Connect With Me

If you found this project interesting, feel free to check out more of my work.

⭐ Follow me on GitHub for more AI, LLM, and voice agent projects.

Introduction

Voice AI has made incredible progress in recent years. Large Language Models can reason, summarize, and solve complex problems with impressive accuracy. However, when it comes to real-time voice conversations, most enterprise voice bots still feel robotic.

One of the biggest problems is latency.

In natural human conversations, pauses longer than 300 milliseconds start to feel awkward. Unfortunately, many modern voice assistants still take 1–2 seconds to respond after a user finishes speaking.

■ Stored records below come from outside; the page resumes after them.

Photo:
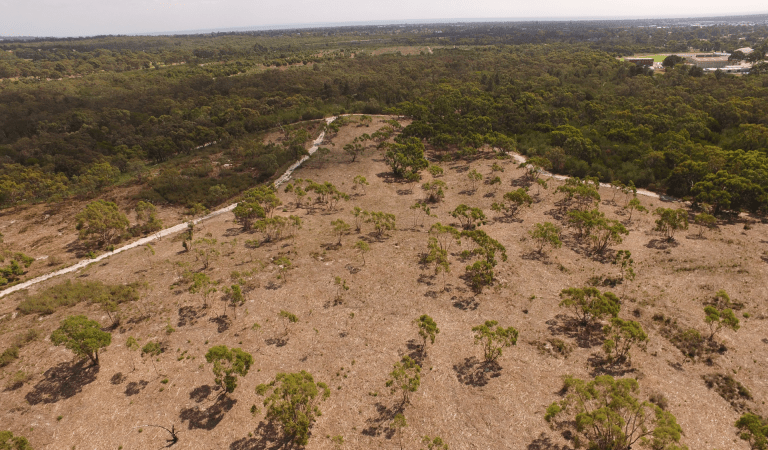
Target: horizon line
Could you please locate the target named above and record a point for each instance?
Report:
(394, 22)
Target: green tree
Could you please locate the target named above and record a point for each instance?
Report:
(468, 217)
(753, 430)
(621, 335)
(247, 211)
(670, 220)
(359, 182)
(147, 212)
(101, 219)
(535, 166)
(406, 156)
(10, 442)
(605, 414)
(153, 350)
(435, 443)
(235, 297)
(474, 177)
(635, 205)
(82, 336)
(513, 202)
(405, 378)
(363, 248)
(717, 318)
(427, 331)
(435, 190)
(228, 363)
(294, 403)
(589, 304)
(545, 234)
(398, 423)
(493, 340)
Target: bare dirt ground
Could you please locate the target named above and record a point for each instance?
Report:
(352, 346)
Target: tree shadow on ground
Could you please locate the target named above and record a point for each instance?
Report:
(188, 315)
(601, 366)
(117, 378)
(465, 303)
(277, 341)
(661, 244)
(533, 255)
(377, 426)
(586, 336)
(267, 437)
(474, 372)
(135, 387)
(207, 419)
(543, 442)
(63, 381)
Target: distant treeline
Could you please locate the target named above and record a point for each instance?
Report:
(683, 132)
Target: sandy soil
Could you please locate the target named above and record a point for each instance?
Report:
(353, 346)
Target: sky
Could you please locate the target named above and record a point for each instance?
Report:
(62, 18)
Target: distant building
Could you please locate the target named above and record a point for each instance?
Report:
(709, 61)
(640, 61)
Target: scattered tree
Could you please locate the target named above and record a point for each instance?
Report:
(605, 415)
(153, 350)
(405, 156)
(359, 182)
(589, 304)
(435, 170)
(621, 335)
(435, 443)
(435, 190)
(474, 177)
(363, 248)
(82, 336)
(635, 205)
(398, 423)
(101, 219)
(670, 220)
(494, 340)
(717, 318)
(294, 403)
(427, 331)
(227, 365)
(513, 201)
(468, 217)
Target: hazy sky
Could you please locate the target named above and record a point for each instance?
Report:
(89, 17)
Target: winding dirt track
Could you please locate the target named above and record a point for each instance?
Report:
(183, 226)
(162, 233)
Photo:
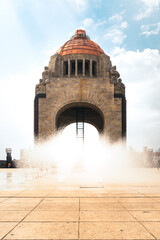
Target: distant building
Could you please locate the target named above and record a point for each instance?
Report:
(80, 85)
(148, 157)
(156, 157)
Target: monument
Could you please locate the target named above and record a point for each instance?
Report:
(80, 85)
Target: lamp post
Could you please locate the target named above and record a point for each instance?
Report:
(9, 157)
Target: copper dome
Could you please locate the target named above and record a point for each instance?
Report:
(80, 43)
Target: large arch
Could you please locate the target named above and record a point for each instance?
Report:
(68, 114)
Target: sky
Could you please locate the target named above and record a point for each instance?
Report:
(33, 30)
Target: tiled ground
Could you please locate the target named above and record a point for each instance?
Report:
(44, 209)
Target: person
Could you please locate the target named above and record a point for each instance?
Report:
(158, 164)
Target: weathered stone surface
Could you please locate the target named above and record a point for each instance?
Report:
(80, 80)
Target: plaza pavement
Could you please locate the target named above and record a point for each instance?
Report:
(36, 205)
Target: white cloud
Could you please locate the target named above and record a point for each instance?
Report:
(151, 29)
(140, 72)
(80, 5)
(88, 22)
(101, 23)
(115, 33)
(116, 17)
(124, 25)
(149, 7)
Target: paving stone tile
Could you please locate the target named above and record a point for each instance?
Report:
(17, 206)
(99, 200)
(45, 230)
(100, 206)
(146, 215)
(9, 193)
(52, 216)
(63, 194)
(142, 206)
(58, 206)
(108, 230)
(33, 193)
(153, 227)
(12, 215)
(106, 216)
(23, 200)
(61, 200)
(2, 199)
(136, 200)
(5, 227)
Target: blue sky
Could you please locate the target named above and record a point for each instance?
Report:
(32, 31)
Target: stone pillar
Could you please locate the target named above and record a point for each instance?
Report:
(69, 68)
(76, 67)
(83, 67)
(90, 67)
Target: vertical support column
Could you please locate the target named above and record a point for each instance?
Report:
(83, 67)
(62, 69)
(90, 68)
(69, 68)
(76, 67)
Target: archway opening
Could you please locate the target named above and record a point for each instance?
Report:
(91, 134)
(80, 113)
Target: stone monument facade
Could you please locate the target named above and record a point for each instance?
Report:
(80, 77)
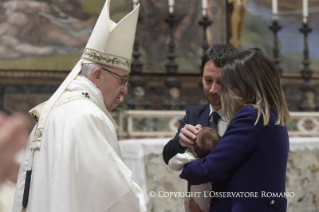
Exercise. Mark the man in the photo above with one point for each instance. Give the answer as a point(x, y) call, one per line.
point(14, 132)
point(201, 116)
point(73, 158)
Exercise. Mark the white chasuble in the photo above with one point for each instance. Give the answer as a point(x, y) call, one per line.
point(79, 166)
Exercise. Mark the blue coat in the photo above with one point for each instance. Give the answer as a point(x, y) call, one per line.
point(249, 158)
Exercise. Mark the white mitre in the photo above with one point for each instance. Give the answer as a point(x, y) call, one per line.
point(109, 44)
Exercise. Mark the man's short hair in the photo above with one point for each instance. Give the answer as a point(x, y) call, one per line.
point(206, 141)
point(219, 54)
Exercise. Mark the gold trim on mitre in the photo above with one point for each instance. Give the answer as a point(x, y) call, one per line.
point(107, 59)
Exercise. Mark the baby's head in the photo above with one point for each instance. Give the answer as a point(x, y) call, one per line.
point(207, 139)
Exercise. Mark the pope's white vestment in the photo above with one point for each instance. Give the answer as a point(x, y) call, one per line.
point(79, 167)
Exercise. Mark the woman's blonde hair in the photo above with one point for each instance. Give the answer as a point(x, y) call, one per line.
point(251, 78)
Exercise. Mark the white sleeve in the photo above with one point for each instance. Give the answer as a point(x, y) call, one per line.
point(103, 179)
point(178, 161)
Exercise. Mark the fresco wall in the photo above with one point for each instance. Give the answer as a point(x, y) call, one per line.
point(291, 43)
point(51, 34)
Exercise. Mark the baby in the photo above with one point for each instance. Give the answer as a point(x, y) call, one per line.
point(207, 139)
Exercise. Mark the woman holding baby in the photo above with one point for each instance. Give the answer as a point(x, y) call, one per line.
point(248, 165)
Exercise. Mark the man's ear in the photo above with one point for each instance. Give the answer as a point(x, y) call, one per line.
point(96, 77)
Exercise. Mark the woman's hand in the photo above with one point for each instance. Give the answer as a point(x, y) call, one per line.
point(188, 135)
point(193, 206)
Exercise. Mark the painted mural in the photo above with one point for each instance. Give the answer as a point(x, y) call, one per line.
point(291, 41)
point(51, 34)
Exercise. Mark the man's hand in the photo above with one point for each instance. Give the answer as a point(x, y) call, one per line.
point(193, 206)
point(188, 135)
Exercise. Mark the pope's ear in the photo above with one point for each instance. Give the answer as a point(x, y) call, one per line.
point(96, 77)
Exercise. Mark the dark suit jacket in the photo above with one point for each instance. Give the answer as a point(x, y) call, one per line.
point(194, 115)
point(248, 158)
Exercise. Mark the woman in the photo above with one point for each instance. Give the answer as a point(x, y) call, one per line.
point(248, 165)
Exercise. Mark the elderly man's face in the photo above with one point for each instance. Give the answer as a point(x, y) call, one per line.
point(112, 87)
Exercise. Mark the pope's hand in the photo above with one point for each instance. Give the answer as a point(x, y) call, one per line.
point(188, 135)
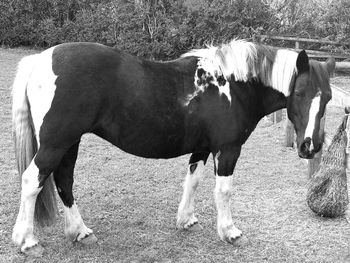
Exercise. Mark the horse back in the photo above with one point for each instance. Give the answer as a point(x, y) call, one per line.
point(133, 103)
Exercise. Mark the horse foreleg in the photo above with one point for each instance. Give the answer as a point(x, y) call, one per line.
point(75, 229)
point(225, 162)
point(23, 230)
point(185, 216)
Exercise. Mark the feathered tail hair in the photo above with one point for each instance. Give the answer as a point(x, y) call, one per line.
point(26, 144)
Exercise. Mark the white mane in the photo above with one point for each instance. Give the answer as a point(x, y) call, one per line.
point(246, 61)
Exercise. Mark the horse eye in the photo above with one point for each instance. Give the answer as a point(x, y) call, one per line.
point(299, 93)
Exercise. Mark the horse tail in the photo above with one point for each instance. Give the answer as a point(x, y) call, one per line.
point(26, 144)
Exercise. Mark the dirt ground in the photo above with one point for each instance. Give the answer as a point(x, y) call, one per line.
point(131, 203)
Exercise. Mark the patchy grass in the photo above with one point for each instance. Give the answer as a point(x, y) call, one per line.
point(131, 203)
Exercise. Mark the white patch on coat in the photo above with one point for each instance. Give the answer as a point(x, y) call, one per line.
point(314, 109)
point(41, 88)
point(23, 234)
point(212, 69)
point(283, 70)
point(185, 215)
point(75, 229)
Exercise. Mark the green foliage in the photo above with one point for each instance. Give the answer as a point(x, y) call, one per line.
point(163, 29)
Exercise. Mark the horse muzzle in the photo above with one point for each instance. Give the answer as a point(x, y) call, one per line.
point(307, 150)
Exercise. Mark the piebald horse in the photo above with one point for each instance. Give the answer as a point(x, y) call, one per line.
point(207, 101)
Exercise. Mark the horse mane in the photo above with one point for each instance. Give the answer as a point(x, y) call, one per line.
point(247, 61)
point(320, 75)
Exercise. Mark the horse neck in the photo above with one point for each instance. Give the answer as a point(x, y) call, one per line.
point(270, 99)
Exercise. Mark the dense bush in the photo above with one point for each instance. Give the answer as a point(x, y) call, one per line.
point(163, 29)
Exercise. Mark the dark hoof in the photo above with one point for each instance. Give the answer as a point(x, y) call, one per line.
point(35, 251)
point(89, 240)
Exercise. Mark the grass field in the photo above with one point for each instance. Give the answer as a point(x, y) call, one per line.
point(131, 203)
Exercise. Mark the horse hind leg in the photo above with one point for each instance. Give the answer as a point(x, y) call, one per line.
point(186, 217)
point(75, 229)
point(23, 231)
point(34, 179)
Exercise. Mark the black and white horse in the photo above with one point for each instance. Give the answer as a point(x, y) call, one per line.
point(207, 101)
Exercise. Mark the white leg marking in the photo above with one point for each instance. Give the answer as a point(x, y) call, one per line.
point(75, 228)
point(41, 88)
point(314, 109)
point(23, 229)
point(185, 214)
point(223, 190)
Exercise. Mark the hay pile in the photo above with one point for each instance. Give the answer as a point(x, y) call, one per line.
point(327, 193)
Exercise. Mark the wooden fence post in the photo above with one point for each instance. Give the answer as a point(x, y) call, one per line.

The MNK Voice Agent Suite was designed to solve this problem.

Our goal was to build a full-duplex conversational AI system capable of holding natural phone conversations with sub-300ms response latency, while also providing enterprise-grade transparency and cost monitoring.

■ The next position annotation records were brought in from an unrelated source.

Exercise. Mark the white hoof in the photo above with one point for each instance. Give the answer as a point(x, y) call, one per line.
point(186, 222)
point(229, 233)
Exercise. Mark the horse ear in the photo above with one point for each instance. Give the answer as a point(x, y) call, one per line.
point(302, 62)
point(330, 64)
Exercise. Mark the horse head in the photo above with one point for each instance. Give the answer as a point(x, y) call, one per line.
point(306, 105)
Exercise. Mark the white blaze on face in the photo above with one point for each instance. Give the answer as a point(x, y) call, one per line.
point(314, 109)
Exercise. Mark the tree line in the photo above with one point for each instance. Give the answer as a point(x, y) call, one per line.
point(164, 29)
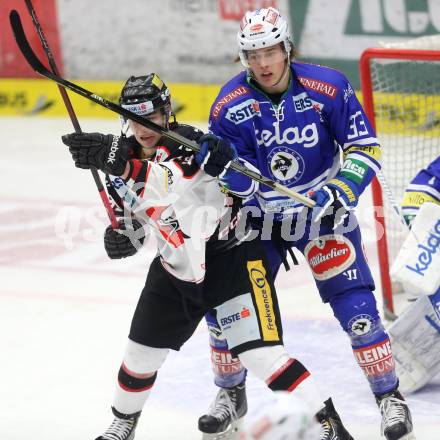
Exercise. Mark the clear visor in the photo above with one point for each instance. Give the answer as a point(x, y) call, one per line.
point(263, 57)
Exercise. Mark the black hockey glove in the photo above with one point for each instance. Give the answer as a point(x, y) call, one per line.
point(124, 241)
point(95, 150)
point(215, 155)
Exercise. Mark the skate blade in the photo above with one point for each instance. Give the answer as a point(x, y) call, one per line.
point(232, 433)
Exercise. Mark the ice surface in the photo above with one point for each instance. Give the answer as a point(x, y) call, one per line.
point(65, 310)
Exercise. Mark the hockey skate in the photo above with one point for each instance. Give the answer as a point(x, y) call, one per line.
point(122, 427)
point(225, 417)
point(396, 418)
point(332, 427)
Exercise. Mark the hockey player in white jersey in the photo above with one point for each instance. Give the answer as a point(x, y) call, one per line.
point(416, 333)
point(200, 265)
point(296, 123)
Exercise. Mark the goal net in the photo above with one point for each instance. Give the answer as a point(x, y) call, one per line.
point(401, 95)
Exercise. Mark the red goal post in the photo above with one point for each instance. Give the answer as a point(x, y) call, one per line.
point(399, 107)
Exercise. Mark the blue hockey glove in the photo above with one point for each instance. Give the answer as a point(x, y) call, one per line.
point(334, 200)
point(215, 155)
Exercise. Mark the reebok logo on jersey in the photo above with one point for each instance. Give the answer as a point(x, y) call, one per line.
point(319, 86)
point(243, 111)
point(329, 255)
point(303, 102)
point(236, 93)
point(114, 147)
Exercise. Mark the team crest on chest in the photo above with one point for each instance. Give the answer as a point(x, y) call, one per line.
point(286, 166)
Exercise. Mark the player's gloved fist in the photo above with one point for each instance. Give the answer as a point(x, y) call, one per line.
point(215, 155)
point(124, 241)
point(108, 153)
point(334, 200)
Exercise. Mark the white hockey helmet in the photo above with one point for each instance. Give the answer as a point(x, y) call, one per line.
point(282, 416)
point(262, 28)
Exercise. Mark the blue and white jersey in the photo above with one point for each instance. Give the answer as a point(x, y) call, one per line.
point(424, 187)
point(318, 130)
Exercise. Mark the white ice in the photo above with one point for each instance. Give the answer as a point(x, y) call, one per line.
point(65, 311)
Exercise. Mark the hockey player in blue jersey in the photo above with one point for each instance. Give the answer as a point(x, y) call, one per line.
point(424, 187)
point(302, 126)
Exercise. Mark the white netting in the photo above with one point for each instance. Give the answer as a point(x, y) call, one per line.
point(406, 97)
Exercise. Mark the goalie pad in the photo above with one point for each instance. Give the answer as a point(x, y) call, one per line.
point(416, 265)
point(415, 338)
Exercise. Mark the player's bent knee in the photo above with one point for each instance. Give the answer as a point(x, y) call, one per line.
point(357, 313)
point(142, 359)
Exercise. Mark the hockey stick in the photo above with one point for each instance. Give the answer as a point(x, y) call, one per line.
point(70, 109)
point(37, 65)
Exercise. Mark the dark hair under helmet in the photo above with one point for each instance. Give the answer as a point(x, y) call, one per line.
point(145, 94)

The Problem with Traditional Voice Bots

Despite improvements in AI reasoning, most enterprise voice systems suffer from three major issues:

1. Conversational Latency

Most systems wait for a full speech transcript before sending it to an LLM. This introduces delays that break conversational flow.

2. Interrupt Handling

Traditional voice assistants cannot handle barge-ins well. If a user interrupts the AI, the system often continues speaking or crashes.

3. Cost Transparency

Many companies using AI voice systems struggle with “black box billing.”
Costs from Speech-to-Text, LLM inference, and Text-to-Speech providers are difficult to track in real time.

The MNK Voice Agent Suite addresses these issues through a streaming-first architecture.

What is the MNK Voice Agent Suite?

The MNK Voice Agent Suite is a real-time conversational AI platform designed for enterprise telephony environments.

It enables AI agents to conduct fluid, human-like conversations over phone calls using a combination of advanced speech models and large language models.

The platform integrates three main components:

Deepgram for real-time Speech-to-Text
Gemini 2.0 Flash for reasoning and response generation
ElevenLabs for natural voice synthesis

Together, these components create a conversational loop that feels fast, responsive, and human-like.

Core Features

Hyper-Realistic Voice Conversations

The system uses Gemini 2.0 Flash as the reasoning engine. Gemini processes the conversation context and generates natural responses while maintaining awareness of the ongoing dialogue.

Responses are converted to speech using ElevenLabs' expressive voice synthesis, allowing the AI to speak with natural pauses and emotional tone.

Sub-300ms Response Latency

One of the key goals of the project was to break the 300 millisecond latency barrier.

By optimizing streaming pipelines and WebSocket buffers, the system achieves a Time To First Byte (TTFB) of around 280 milliseconds.

This creates the illusion of instant conversational response, similar to human interactions.

Smart Barge-In Handling

A natural conversation requires the ability to interrupt and redirect dialogue.

The MNK Voice Agent uses Voice Activity Detection (VAD) to monitor incoming audio streams. When the user begins speaking while the AI is talking, the system immediately stops its speech output and shifts to listening mode.

This prevents awkward overlaps and keeps the conversation natural.

Human-in-the-Loop Support

Even advanced AI systems sometimes struggle with complex customer situations.

To address this, the platform includes a live monitoring dashboard that shows real-time call transcripts.

If the AI encounters difficulty, a human operator can click “Take Over”, instantly replacing the AI voice with their own without disrupting the call.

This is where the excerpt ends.